With the unorthodox approach to defense, Temple held the Wolverines to just nine points in the first quarter to take a 23-9 lead. The Owls didn’t score their next basket until five minutes were left in the second quarter, while Michigan started the quarter on a 9-0 run. Temple recovered to take a 10-point lead into halftime, capped off by a 3-pointer in the waning seconds of the scrappy first half that included five jump-ball calls.
“We knew, Coach Arico told us, that they were a really good first-quarter team,” said junior guard Danielle Williams. “We needed to play harder, honestly. A lot of it was just effort at the beginning, and we had to leave it all out there. It could’ve been our last game and it almost was. (We needed to) just leave it all out there, play really hard, play smart and see what they’re giving you to play as a team.”
In the first half, the Wolverines went 13-for-37 from the floor to shoot 35 percent. Though the Owls held Thome and sophomore guard Katelynn Flaherty to a combined 10 points in the first 20 minutes of action, the Wolverines stayed close with the help of Ristovski, who led Michigan with 13 points. With her leading the way, the Wolverines committed only one turnover in the second quarter to give them momentum heading into the third.
The Owls stalled Flaherty in the first half, but had no success containing her in the third quarter.

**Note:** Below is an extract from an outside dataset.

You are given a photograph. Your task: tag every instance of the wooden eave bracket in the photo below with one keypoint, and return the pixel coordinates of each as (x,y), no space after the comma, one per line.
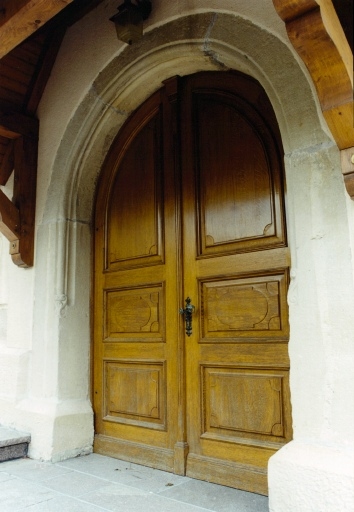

Flaherty found an offensive spark, knocking down two 3-pointers before the final minute of the quarter.
Then the fireworks really started. Senior guard Siera Thompson followed Flaherty with a 3-pointer of her own, only to be followed by another basket by Flaherty at the buzzer to tie the game at 60 with the crowd on its feet to start the fourth quarter.
“We executed well down the stretch and kind of relaxed more and took our time,” Flaherty said. “In the beginning, we were kind of throwing up some shots and not being patient.”
With Flaherty driving to the basket within the last minute of the game, the Owls blocked her attempt, but the Wolverines kept possession after the rejection went out of bounds with 33 seconds left. On the ensuing possession, Temple halted Michigan three times with hard-nosed defense, but Thome hauled down a rebound and put in a layup to give the Wolverines a lead.
Then the Wolverines closed out the game for good. Michigan was put to the test Monday night, but intangibles made the difference in the toughest matchup it has faced in the WNIT. The Wolverines fought through poor shooting and an aggressive defensive effort by their opponent, but wouldn’t be denied when a play needed to be made.
“We needed a total team effort to be successful,” said Michigan coach Kim Barnes Arico, “and everyone that came in really contributed to that and bought into that mentality.”